Ces élections présidentielles se résument donc à savoir quel clan pourra piller le pays. Les Kabila tiennent la place depuis 1997. Joseph Kabila a succédé à son père, Laurent Désiré, qui avait renversé le dictateur Mobutu en place depuis l’indépendance. Il a choisi comme dauphin dans ces élections son ancien ministre de l’Intérieur, Ramazani Shadari, le responsable des tueries de décembre 2016. L’opposition, elle, n’est pas parvenue à se mettre d’accord sur un candidat unique malgré la pression des grandes puissances. Sous couvert d’une fondation, celles-ci en avaient réuni dans un hôtel de Genève les principaux leaders qui s’y étaient partagé les ministères et les postes lucratifs et mis d’accord sur un candidat. Mais dès le lendemain, l’accord volait en éclat.
Deux candidats principaux étaient donc opposés à Shadari. L’un était Martin Fayulu, soutenu par le richissime ancien gouverneur de la province minière du Katanga Moïse Katumbi et par Jean-Pierre Bemba, commanditaire d’horribles tueries dans la Centrafrique voisine.
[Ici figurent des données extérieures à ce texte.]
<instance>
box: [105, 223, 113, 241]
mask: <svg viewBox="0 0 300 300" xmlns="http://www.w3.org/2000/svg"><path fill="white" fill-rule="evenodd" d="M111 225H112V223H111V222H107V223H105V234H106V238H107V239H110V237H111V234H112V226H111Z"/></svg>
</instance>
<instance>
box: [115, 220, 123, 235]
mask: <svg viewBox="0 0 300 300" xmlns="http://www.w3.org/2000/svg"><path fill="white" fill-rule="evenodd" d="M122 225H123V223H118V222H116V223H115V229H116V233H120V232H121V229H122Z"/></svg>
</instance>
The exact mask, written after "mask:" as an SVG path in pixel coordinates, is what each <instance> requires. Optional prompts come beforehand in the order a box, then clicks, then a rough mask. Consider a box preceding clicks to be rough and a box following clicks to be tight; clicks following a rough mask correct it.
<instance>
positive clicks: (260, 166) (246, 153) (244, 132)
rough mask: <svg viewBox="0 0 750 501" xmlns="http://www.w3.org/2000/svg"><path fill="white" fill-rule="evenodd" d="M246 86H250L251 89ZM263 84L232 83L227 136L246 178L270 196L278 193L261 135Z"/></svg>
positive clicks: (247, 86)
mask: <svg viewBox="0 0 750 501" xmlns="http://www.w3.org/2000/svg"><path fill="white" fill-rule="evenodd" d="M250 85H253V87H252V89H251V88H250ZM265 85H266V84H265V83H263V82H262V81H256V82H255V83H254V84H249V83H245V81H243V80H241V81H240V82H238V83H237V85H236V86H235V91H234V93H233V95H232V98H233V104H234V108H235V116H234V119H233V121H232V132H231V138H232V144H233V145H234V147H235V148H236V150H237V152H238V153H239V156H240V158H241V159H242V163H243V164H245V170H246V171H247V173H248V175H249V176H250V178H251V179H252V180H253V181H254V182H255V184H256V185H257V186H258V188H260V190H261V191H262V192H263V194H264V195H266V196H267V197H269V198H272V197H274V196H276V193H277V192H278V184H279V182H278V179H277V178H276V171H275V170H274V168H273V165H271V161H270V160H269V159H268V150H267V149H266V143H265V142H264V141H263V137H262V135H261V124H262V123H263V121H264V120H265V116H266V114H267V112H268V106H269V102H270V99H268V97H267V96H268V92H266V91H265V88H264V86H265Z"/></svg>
L’autre était Felix Tshisekedi qui portait lui aussi les couleurs de l’opposition. Il était soutenu, en échange de la promesse du poste de Premier ministre, par Vital Kamerhe, qui fut président de l’Assemblée nationale sous Kabila.
Le pedigree de tous ces candidats et de leurs soutiens suffit à prouver que le résultat des élections, quel qu’il soit, ne remettra pas en cause le pillage du pays par les multinationales.